I’d like to say thank you for speaking for millions of us. Numerous poets admit they write for themselves, but have the courage to share their deepest feelings with the world. Thank you for that. I can’t even begin to tell you how much your words have influenced me. Slam poetry has been an emotional support system for me when I had nothing else. I thought there was no one out there who had ever gone through the situation that I was currently in, but slam poetry always taught me otherwise. Someone out there was always feeling just the same.

Your ability to turn such raw, powerful emotions into such heart-wrenching analogies is beyond belief. I’m not sure what is running through a slam poet’s mind when they begin writing, but the ability to compare one’s happiness to the most perfect object is a true talent. I’ve tried writing slam poetry for a few months now, and I’ve never been that successful.
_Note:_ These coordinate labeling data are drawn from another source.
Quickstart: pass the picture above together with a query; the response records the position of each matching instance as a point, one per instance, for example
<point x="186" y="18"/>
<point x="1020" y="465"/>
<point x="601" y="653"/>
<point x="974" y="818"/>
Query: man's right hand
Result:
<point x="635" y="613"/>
Turning one’s deepest thoughts into words is difficult as is, but having an ability to wave tears through a crowd is beyond belief. If I could have any talent in the world, it’d honestly be to write slam poetry. It’s something I truly admire.

My favorite slam poems have helped me in my darkest of moments. Right now, I’m completely in love with “To the Boy I Would Have Lost My Virginity To” by Anna Binkovitz. Anna shares with the world the struggles of her eating disorder and how that makes her feel when she wants to have sex with someone, especially the guy who would've been her first. Another classic on my list is, “When Love Arrives” by Sarah Kay and Phil Kaye. It's a laid-back twist on the feeling of finding your soulmate from a young age. Lastly, there’s “How to Succeed in Heartbreak” by Victoria Morgan, who will have anyone who’s ever experienced a bad end to a relationship relating from a deeper level. As you can tell, all of these poems have greatly contrasting themes, but still have an ability to relate to my life and keep me coming back for more.

Slam poets, this is my final thank you. Without your work I’d be left alone at my darkest moments; wondering why I was forced into a difficult situation. Your ability to turn your heartbreak into inspirational work for numerous people is truly wonderful. I’ll never be able to thank you enough.

I fully believe the best way to get through a difficult time is to write about it. Get all your feelings out on paper and let it be known that you’re pissed off, or completely in love. Whatever you write may be shitty at first, as most of my writings are, but I promise you will one day write something worth sharing with the world. Who knows, you could have the world's next hit slam poem in your hands!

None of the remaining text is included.